E’ proprio il potere il
primo amministratore del carrierismo poiché lo sa usare come metodo di governo.
E questo accade in tutta la Chiesa Cattolica, dalle parrocchie alla Sede
Apostolica. La cooptazione ("assunzione di un membro in un corpo od organo
collegiale, mediante designazione da parte dei membri già in carica") è
l'espediente che usa la Chiesa Cattolica, ovviamente il Vaticano, per formare
la sua classe dirigente, la sua nomenklatura, e anche buona pare della
gerarchia episcopale. Spesso, naturalmente non sempre, questo espediente
facilita e incoraggia il carrierismo amichettista.

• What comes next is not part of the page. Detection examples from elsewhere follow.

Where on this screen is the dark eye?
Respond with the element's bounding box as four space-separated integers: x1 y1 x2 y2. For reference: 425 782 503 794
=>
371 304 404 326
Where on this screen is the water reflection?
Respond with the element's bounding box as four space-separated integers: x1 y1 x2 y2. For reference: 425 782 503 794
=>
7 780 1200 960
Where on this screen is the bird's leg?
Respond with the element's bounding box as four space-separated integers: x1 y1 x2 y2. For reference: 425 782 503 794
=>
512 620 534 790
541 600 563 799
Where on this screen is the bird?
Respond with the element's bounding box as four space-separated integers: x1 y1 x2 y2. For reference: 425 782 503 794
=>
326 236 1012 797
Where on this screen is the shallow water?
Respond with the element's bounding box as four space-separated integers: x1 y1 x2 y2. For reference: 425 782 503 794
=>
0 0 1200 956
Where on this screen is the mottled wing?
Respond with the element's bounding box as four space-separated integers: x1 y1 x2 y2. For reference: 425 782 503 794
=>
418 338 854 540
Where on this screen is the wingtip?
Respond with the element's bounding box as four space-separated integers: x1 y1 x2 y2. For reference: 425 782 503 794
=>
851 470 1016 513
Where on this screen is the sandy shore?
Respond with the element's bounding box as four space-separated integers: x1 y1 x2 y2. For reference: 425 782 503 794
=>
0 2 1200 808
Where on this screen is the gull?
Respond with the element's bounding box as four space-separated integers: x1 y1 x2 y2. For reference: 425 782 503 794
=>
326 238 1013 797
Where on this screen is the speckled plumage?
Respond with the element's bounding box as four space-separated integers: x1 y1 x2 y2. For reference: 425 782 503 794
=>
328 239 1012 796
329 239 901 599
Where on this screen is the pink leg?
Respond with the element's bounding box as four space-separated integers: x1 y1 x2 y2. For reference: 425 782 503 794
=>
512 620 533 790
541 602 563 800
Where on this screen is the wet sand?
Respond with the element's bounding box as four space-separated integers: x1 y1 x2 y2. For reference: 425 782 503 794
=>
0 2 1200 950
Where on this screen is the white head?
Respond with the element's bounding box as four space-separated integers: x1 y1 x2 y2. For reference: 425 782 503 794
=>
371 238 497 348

Il pontificato di Papa
Bergoglio è fortemente inquinato da questo costume, alla base del quale -
nonostante quanto ha detto il Pontefice - c'è il carrierismo bergoglio-friendly.
Il Santo Padre ha usato
con perseveranza e decisionismo questo meccanismo, i testi legislativi sono
stati sempre dalla sua parte. Il problema è sorto quando la maggioranza di
queste nomine nel contesto del costume carrierista si rivelarono inadeguate poiché
i nominati non erano in possesso di qualità, esperienza e competenza; appunto,
erano ecclesiastici senza carriera, solo amici fedeli. In questo passaggio il
Papa tra l’altro si è fatto a se stesso un grande danno pratico, materiale, e
d’immagine e credebilità.
E’
vero che una “carriera ecclesiastica” può essere vissuta con ambizione e sete
di potere e di fatto esistono i “teatranti del sacerdozio” (carrieristi, cosa
ben diversa da carriera) che usano il proprio status e la Chiesa stessa per
progetti e interessi personali. Esistono anche, e sono la maggioranza, quelli
che mettono la propria persona e la propria carriera al servizio del Vangelo e
della Chiesa, i sacerdoti veri, che desiderano tutto tranne che potere, fama e
ossequiosità.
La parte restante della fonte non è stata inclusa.